How to Dance, Mount Moriah says, is an attempt to broaden the band’s horizons beyond their warm, well-honed alt-country, progressing toward “the cosmic light.” The album is the Durham, NC band’s third, and its first track feels crisply Southern, a song driven of slow, keening guitar and shuffling drums. There are whispers of Duane Allman and the falling of a Southern dusk, as the sun fades and the humid air sinks into the soil. It’s the sound of sweet release, of a heat-choked world loosening its grip. “Calvander” is about hitching across North Carolina, swearing you won’t watch those Jackson boys fight again, trading everything for a whiff of freedom: “neon lights and a new name.” It’s a sunset joyride of a song, all soaring guitars and, at its center, singer Heather McEntire’s voice, rich and worn like ironwood.
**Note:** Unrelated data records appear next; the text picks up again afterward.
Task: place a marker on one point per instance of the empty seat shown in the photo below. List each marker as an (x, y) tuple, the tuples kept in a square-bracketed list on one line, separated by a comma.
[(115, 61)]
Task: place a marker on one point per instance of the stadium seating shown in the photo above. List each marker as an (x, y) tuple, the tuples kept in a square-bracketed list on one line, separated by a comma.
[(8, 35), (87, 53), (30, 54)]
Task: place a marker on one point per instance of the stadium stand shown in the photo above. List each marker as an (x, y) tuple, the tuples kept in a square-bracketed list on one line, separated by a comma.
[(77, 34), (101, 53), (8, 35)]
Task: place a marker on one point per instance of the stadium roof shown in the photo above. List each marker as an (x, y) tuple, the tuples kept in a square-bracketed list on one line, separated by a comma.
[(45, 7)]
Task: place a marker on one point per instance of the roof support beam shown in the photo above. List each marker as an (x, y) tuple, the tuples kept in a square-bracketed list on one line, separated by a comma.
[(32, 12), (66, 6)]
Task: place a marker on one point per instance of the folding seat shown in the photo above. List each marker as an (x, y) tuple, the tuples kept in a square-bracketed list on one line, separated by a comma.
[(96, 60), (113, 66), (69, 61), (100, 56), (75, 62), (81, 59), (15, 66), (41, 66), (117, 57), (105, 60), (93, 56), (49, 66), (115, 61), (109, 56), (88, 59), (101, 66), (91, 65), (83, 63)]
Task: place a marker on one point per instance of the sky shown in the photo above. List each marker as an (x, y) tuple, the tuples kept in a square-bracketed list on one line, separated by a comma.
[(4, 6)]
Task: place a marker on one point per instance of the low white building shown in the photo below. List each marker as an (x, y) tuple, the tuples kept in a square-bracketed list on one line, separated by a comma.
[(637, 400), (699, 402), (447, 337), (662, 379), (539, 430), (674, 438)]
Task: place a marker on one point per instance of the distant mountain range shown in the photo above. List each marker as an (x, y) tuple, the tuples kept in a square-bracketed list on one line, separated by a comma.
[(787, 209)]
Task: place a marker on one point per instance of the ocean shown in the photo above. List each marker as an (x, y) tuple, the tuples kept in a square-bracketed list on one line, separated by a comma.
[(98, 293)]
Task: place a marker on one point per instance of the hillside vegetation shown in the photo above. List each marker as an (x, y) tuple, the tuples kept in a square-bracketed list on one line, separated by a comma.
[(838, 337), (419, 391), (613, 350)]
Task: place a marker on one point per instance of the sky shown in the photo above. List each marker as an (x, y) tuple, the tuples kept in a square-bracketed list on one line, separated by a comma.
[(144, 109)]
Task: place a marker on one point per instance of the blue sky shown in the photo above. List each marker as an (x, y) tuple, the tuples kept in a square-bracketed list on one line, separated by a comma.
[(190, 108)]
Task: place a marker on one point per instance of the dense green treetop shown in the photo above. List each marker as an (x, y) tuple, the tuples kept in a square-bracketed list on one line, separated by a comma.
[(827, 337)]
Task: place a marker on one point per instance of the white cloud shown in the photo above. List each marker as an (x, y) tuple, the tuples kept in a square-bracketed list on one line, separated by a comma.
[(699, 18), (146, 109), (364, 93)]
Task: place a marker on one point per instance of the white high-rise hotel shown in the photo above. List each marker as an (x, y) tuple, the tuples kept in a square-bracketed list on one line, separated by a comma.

And then, like that, we’re out of North Carolina and on our way to the cosmic light. The sound of How to Dance is Southern in the ways we often take that to mean: indolent yet defiant, gritty yet charming. But its concerns are more broadly American. “Calvander” is the start of a cross-country trek; McEntire sings of Precita in San Francisco, and Roanoke, and Macon. Interstates and zip codes fly by. No one spot is dwelled upon (or dwelled in), but taken as a whole, the album is an atlas of wanderings that step every which way, no principle destination — like a dance in that way. If Mount Moriah is mostly a vehicle for McEntire’s voice, it’s appropriate in at least this way, for it’s a voice equal to the task of enunciating mundane American place names (Davis Square in Boston; Okefenokee Swamp on the Florida-Georgia border) as if they were pit stops to the promised land.
McEntire is indeed searching for that light, hoping that at one of these way stations she’ll meet the maker herself, finding signs of the divine along the way. She encounters lovers, too, but as wistful memories, snapshots just out of grasp. They’re all moments encountered in one or another moment of longing, taken note of, then passed through. “The highest soul has the whitest spark,” goes “Precita,” an understanding, perhaps, that one must escape the lusts of the everyday and the comforts of home before they can be deserving of enlightenment. In a way that Americans might think of as distinctly American, McEntire takes to the road to let go and cleanse herself.
But the record is less like a drive and more like a dance, finding hope and happiness in movement, even if that movement, finally, doesn’t get us too far from where we started. “Calvander” is a dynamite song, with its beautifully designed chorus: the one-two bash of guitar; then McEntire, lines flowing like oratory, crying out at the spot by the side of the road where she’s waiting (“Under the Cal-a-vander sign”), then settling her eyes on the road (“hitch a ride to the Carteret county line”). It sets the bar high — it’s the moment the Southern comforts are supposed to fade in the rearview mirror. But even though McEntire moves around plenty in the songs that follow, the music still feels settled at home. (Outside of a few moments, like the brooding coda to “Little Bear,” the band can also feel underutilized, relegated mostly to a supporting role.) While McEntire’s aimlessness feels honest and satisfying in its questing, it also makes for an album with plenty of movement but less, perhaps, in the way of progress.